Om de kosten te drukken zou ook aan een Reality Show, genre De Pfaffs,  kunnen worden gedacht. Geen scenarioschrijvers vandoen, geen acteurs en actrices nodig. Elke dag baart zijn eigen script en ieder gezinslid speelt zijn eigen rol. Ik wed dat De Coburgers langer zullen lopen dan F.C. De Kampioenen.

Kan hij zich evenwel niet vinden in dit plan, en wil hij van geen wijken weten, dan kunt u hem misschien middels een 3D – ingreepje, gecombineerd met een Lernout & Hauspie-kneepje voortaan: "Ik wil sprookjeskoning worden!" laten uitroepen. Dààr kan in dit land iedereen mee leven. Immers, de meest fervente anti-royalist leest zijn kinderen voor het slapengaan sprookjes voor, die wemelen van veel koninklijk en prinselijk volk op steeds hoger opbollende wolken van suikerspin. 

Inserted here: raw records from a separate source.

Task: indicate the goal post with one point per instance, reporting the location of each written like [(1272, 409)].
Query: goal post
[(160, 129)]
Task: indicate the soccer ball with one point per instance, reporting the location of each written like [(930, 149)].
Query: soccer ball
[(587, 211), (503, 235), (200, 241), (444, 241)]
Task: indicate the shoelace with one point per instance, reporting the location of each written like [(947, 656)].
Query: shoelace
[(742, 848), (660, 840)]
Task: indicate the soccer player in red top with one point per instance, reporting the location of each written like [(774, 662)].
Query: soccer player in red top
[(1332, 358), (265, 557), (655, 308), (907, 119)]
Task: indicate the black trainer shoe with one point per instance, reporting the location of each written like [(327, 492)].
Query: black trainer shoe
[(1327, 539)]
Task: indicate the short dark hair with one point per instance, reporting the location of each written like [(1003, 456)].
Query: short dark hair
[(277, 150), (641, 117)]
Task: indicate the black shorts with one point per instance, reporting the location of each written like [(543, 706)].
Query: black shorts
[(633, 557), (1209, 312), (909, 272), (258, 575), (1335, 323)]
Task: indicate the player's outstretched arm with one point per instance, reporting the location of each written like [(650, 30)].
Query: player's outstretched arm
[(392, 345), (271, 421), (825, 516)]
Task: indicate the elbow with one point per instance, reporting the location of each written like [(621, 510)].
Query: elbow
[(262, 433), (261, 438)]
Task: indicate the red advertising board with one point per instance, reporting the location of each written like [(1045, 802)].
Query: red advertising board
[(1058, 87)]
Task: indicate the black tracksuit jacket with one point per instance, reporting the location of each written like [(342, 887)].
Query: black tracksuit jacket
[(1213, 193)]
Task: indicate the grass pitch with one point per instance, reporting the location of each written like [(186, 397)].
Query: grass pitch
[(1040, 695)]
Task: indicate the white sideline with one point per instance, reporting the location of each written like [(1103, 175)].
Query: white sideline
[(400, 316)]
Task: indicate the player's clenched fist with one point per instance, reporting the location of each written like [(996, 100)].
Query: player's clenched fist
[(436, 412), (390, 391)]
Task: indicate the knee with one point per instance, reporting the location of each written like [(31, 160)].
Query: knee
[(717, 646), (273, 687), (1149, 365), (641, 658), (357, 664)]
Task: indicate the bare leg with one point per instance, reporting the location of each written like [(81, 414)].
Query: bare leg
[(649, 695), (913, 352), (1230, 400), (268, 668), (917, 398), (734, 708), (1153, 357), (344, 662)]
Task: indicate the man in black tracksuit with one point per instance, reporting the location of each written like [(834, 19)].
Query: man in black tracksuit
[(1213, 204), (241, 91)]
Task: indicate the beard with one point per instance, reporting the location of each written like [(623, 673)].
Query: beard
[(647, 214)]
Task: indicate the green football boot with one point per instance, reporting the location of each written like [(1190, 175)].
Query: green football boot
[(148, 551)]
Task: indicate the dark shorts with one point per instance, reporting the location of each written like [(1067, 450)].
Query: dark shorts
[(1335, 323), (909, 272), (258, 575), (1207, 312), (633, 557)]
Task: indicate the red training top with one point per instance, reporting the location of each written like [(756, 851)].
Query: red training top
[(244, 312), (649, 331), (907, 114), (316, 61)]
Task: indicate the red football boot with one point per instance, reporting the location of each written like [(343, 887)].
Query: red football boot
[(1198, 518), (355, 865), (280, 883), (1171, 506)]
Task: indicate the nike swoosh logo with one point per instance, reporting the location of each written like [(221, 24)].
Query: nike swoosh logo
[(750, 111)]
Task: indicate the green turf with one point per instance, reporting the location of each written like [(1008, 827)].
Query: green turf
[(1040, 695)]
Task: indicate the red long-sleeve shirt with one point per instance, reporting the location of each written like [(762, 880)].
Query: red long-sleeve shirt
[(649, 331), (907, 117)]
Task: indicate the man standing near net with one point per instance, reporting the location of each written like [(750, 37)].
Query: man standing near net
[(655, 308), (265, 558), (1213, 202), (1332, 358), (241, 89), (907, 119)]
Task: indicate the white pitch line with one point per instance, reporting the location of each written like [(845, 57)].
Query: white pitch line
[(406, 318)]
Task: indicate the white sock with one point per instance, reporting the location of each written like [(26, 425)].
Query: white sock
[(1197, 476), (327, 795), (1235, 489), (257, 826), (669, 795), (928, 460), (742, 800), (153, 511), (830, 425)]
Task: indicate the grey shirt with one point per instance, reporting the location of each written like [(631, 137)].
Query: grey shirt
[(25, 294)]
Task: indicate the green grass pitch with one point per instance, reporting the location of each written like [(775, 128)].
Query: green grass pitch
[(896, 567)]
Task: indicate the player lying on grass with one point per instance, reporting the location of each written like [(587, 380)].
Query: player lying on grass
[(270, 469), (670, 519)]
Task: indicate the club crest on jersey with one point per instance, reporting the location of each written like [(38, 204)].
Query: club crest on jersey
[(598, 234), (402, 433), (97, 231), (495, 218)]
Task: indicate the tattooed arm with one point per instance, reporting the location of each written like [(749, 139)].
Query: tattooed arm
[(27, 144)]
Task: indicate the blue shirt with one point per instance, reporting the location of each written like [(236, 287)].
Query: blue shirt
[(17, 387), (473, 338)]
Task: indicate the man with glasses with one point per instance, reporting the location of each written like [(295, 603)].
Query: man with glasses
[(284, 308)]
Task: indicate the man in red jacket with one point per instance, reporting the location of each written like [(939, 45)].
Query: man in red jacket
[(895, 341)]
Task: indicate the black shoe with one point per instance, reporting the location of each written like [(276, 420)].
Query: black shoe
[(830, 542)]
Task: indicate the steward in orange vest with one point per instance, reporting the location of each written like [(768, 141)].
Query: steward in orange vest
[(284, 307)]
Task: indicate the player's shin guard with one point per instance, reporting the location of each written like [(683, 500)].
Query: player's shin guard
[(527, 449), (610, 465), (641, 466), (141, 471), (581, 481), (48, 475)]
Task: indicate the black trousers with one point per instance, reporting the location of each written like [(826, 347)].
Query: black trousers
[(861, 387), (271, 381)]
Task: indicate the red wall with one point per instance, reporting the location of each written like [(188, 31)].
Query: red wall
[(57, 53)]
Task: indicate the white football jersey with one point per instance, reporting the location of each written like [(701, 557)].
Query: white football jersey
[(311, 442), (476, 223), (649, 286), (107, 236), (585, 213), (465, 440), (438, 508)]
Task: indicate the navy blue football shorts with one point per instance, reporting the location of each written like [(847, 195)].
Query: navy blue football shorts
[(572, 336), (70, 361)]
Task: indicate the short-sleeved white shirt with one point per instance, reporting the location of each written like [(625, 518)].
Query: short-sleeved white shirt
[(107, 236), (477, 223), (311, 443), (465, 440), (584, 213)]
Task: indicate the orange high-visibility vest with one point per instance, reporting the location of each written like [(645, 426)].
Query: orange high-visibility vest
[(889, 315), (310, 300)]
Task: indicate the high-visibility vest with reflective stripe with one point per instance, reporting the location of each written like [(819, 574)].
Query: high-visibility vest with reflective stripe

Het allerbeste lijkt me echter dat de hele koninklijke familie zich onzichtbaar maakt, dat ze, zoals een dichter-nobelprijskandidaat een ander dichter-nobelprijskandidaat adviseerde: verdwijnt, maar verdwijnt met mate. Vooral Kasper zelf. Hij heeft een soort je ne sais quoi dat het de burger moeilijk maakt in hem de Vader des Vaderlands te zien. Eigenlijk maakt hij het zichzelf veel te moeilijk, want in feite worden er van een koning maar twee dingen verwacht: zijn en zich voortplanten. Van die twee taken heeft hij zich intussen al cum laude gekweten. Wil hij echter mettertijd als een heroïsche vader des vaderlands worden beschouwd, dan moet hij niet proberen Jantje-populair uit te hangen, door onverhoeds als een karaoke-kandidaat een microfoon te grijpen, en woorden de wereld in te sturen die als vulva op diederik slaan, en het hele land bloedrood kleuren van plaatsvervangende schaamte en pijnlijke tenenkrulligheid.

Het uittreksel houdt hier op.